Tutte le Regioni interessate e le Province Autonome hanno comunicato di aver attivato le proprie strutture operative che monitoreranno l’evolversi della situazione e adotteranno le misure necessarie in constante contatto con il Comitato centrale.
Restano valide le indicazioni già fornite sulle norme di auto protezione da adottare:
- è poco probabile che i frammenti causino il crollo di strutture: per questo sono da scegliere luoghi chiusi;
- i frammenti impattando sui tetti degli edifici potrebbero causare danni, perforando i tetti stessi e i solai sottostanti: pertanto, non disponendo di informazioni precise sulla vulnerabilità delle strutture, si può affermare che sono più sicuri i piani più bassi degli edifici;
- all’interno degli edifici i posti strutturalmente più sicuri dove posizionarsi nel corso dell’eventuale impatto sono i vani delle porte inserite nei muri portanti (quelli più spessi).
Le Regioni stanno inoltre predisponendo le procedure per il recupero degli eventuali frammenti di materiale con l’impiego di personale specializzato se dovesse verificarsi lo scenario configurato.

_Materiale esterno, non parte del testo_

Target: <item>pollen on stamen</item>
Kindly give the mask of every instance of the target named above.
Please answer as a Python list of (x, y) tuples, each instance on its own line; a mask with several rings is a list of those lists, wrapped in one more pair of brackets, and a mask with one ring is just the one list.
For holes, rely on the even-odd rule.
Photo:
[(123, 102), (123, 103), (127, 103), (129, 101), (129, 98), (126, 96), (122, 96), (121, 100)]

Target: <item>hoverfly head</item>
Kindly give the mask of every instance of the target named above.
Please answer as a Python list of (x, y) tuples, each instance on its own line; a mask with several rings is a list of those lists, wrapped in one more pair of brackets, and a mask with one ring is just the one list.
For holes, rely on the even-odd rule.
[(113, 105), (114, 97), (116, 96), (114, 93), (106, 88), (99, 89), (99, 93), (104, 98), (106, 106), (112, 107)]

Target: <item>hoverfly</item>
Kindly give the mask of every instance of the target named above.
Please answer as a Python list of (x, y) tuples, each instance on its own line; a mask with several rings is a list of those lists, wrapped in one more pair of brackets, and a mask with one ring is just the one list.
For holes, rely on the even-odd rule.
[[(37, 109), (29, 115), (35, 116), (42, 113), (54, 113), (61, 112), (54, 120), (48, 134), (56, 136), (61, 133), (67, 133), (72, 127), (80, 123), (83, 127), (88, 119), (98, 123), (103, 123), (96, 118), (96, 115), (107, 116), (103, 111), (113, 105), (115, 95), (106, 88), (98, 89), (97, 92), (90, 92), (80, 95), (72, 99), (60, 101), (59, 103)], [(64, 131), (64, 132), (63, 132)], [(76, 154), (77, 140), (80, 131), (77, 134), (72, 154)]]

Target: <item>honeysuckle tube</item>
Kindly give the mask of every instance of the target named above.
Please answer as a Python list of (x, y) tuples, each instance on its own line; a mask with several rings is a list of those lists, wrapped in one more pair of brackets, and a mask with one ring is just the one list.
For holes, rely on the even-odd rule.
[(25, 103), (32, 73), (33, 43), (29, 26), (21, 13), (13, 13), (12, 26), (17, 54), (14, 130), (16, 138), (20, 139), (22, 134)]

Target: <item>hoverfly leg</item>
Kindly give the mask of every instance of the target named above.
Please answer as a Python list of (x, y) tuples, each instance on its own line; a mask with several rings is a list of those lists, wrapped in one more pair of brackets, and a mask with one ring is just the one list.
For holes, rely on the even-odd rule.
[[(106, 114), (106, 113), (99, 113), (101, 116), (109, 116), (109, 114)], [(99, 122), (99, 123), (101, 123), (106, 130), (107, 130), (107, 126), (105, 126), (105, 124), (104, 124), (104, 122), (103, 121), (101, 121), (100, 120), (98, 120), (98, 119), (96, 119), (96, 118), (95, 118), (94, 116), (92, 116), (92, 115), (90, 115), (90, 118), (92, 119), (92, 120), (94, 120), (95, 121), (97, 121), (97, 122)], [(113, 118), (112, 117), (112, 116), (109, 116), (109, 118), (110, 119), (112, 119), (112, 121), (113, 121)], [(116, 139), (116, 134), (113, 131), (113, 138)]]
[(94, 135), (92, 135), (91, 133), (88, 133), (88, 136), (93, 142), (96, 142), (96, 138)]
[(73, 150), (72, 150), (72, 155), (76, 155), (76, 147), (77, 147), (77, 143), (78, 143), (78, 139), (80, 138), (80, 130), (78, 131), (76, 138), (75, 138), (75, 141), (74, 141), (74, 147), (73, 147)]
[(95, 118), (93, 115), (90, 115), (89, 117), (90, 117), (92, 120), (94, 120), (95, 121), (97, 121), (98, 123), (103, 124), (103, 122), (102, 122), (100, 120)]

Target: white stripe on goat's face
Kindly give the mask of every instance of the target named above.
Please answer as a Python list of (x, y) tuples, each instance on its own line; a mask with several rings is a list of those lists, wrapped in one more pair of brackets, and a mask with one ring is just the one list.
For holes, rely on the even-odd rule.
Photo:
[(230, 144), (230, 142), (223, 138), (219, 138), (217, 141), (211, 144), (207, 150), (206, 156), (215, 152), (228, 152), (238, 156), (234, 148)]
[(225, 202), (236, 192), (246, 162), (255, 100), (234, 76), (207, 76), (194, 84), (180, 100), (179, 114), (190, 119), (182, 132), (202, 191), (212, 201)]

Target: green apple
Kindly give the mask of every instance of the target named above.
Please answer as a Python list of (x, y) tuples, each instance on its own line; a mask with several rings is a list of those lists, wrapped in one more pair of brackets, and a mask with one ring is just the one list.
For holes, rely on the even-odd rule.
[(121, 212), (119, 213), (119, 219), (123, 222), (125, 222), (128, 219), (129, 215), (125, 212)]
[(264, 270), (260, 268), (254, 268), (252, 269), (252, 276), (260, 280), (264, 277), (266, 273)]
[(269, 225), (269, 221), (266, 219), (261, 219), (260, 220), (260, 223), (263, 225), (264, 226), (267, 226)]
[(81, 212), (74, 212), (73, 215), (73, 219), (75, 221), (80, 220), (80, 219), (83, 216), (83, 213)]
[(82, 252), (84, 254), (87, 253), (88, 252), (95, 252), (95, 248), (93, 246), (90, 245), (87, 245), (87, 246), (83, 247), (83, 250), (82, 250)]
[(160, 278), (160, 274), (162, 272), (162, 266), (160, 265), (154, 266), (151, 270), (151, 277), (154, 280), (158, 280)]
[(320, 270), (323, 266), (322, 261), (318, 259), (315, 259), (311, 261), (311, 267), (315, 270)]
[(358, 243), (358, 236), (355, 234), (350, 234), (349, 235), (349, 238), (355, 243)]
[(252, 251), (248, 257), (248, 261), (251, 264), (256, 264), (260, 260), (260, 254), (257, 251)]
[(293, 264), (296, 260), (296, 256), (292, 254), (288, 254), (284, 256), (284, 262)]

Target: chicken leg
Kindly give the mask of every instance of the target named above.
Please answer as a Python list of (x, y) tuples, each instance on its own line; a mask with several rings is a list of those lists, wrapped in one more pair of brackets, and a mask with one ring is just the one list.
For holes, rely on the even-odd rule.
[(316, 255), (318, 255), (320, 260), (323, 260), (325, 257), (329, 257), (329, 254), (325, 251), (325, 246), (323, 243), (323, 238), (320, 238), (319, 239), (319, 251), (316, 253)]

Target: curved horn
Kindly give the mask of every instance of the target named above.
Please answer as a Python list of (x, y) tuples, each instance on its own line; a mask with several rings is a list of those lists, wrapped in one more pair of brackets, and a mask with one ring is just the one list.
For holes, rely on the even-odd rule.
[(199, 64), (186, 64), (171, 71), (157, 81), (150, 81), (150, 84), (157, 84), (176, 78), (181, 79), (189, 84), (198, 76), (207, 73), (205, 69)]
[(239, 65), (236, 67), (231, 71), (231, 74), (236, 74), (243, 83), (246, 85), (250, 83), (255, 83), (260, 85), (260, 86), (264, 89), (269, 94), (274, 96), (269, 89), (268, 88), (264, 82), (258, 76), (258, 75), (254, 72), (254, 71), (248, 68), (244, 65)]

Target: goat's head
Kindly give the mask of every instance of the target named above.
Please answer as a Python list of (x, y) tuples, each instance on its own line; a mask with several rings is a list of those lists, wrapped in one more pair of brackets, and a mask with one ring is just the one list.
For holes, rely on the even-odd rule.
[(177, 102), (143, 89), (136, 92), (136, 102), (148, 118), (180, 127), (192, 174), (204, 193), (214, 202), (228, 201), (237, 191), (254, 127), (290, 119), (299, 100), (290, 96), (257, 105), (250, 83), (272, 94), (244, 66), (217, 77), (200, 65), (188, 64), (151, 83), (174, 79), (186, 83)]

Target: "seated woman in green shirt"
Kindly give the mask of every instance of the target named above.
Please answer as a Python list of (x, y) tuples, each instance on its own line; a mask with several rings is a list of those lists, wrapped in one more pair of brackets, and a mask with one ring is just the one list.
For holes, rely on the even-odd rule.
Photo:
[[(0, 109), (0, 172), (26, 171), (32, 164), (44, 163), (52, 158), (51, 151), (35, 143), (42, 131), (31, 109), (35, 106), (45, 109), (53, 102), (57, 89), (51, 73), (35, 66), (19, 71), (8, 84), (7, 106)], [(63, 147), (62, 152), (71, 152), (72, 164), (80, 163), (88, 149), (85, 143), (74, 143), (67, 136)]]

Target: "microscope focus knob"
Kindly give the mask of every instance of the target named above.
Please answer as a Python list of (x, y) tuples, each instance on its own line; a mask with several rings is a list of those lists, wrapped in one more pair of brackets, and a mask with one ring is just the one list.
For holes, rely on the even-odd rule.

In tal caso chi rilevasse la presenza di frammenti, dovrà segnalarla alle autorità locali, evitando di entrarne in diretto contatto. Anche se, è evidente, ognuno di noi potrebbe avere piacere nell’osservare quotidianamente un frammento di un satellite spaziale Nasa sul suo comodino di casa, un pò come fa Lottie Williams da 14 anni, da quando cioè, in una notte del gennaio 1997, è stata colpita in Oklahoma da un frammento del razzo Nasa “Delta II” che stava rientrando sulla Terra proprio come fra poche ore farà Uars.